Of course, let’s keep talking about the ideology of Open. It’s important to know where we’re going. But I feel that a long(er) view is needed.
The debate about the merits of Green vs. Gold OA doesn’t really matter if people outside OpenCon aren’t doing it that much in the first place; the debate about APCs for OA journals doesn’t really matter if people outside OpenCon aren’t publishing in OA journals because they still (mistakenly) think they’re a bit shit; the debate about making things machine-readable doesn’t really matter if most data isn’t made available in the first place.

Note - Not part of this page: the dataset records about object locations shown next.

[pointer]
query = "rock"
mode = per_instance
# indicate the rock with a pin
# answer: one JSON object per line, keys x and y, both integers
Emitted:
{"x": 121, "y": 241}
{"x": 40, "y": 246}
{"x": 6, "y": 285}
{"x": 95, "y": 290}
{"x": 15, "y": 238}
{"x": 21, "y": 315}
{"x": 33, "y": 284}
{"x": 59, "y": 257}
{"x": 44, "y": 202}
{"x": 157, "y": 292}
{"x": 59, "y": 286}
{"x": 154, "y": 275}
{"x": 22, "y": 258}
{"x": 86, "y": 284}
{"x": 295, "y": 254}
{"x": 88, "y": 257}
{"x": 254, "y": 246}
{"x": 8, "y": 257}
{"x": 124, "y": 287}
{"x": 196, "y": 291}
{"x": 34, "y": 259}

Some of the best talks and workshops I saw were about teaching people how to use the existing infrastructure in Open ways; data archiving, green post-print archiving, making convincing pro-OA arguments to people who don’t know that much about it. We all agree that this is A Good Thing, but sometimes I think we get ahead of ourselves, and forget that we need to keep doing more of this.
Bjorn Brembs said in his talk that we are perhaps a little self-congratulatory sometimes, and while a lot of what people are doing really does deserve recognition and congratulation, I think there’s a lot more groundwork to be laid before we can start thinking about the ideological stuff in a practical way.
Hopefully there’ll be more groundwork laid by the time OpenCon 2016 rolls around, and more still each year, until the Open revolution is not just inevitable but successful.